Fibromiyalji sendromunun teşhisi, aşağıdaki tanı kriterlerine dayanmaktadır Amerikan Romatoloji Kolejive küçük lif nöropatisi için tanı kriterleri aşağıdakilere dayanıyordu Devigili ve ark. (2008).
Ağrının özellikleri karakter, yoğunluk, yer, yayılım, başlangıç, hafifletici ve şiddetlendirici faktörler açısından tanımlanmıştır. Ağrı yoğunluğu 0-10 sayısal derecelendirme ölçeğine göre değerlendirilmiştir. Ağrı anketleri doldurulmuş ve dahil edilmiştir:
Komorbiditelerin, aile öyküsünün ve laboratuvar verilerinin kaydedildiği genel bir tıbbi değerlendirme yapılmıştır. Ayrıca, katılımcıların küçük sinir lifi fonksiyonları çok çeşitli özel testlerle incelenmiştir:
Dahil edilen katılımcıların özellikleri aşağıdaki tabloda görülebilir. Burada ortaya çıkan, semptomların başlangıcının daha genç yaşlarda ortaya çıkması ve fibromiyalji sendromu tanısının küçük lif nöropatisi tanısına kıyasla daha genç yaşlarda konulmasıdır.

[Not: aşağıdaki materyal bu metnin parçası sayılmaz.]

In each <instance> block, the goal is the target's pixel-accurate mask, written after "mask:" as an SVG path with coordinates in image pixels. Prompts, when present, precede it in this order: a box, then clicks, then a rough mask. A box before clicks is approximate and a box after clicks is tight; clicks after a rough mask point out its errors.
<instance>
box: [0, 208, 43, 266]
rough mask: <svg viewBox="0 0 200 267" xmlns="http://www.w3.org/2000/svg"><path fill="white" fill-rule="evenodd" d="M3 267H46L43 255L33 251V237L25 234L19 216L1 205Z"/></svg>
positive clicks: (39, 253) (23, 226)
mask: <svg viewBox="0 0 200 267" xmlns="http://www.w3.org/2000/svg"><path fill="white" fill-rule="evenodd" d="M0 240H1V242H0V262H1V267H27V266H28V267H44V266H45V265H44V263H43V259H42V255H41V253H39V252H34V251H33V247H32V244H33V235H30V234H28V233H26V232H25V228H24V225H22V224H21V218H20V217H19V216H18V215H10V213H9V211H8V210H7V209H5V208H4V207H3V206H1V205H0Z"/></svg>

Sonuçlar, aşağıdaki bulgulara dayanarak fibromiyaljiyi küçük lif nöropatisinden ayırt etmenin mümkün olabileceğini göstermektedir:
Anketleri kullanarak, NPSI basınç skoru, uyarılmış ağrı skoru ve GCPS ağrı yoğunluğu skorunun fibromiyaljiyi küçük lif nöropatisinden ayırt etmede en iyisi olduğu ortaya çıkmıştır. İki hasta grubu arasında anlamlı farklılıklar bulunmasına rağmen, skor aralıkları büyük ölçüde örtüşmektedir.
Bildirilen komorbiditelere baktığımızda, fibromiyalji sendromu olan kişiler, küçük lif nöropatisi olanlara (medyan 4) kıyasla daha sık ek semptom bildirmektedir (medyan 8). Fibromiyalji sendromu olan kişilerin küçük lif nöropatisi olan kişilere kıyasla daha fazla bildirdiği semptomlar şunlardır:
Buna karşın, küçük lif nöropatisi olan kişiler, fibromiyalji sendromu olan kişilere göre daha sık olarak karıncalanma, uyuşma ve dokunmaya karşı aşırı hassasiyet gibi paresteziler bildirmektedir.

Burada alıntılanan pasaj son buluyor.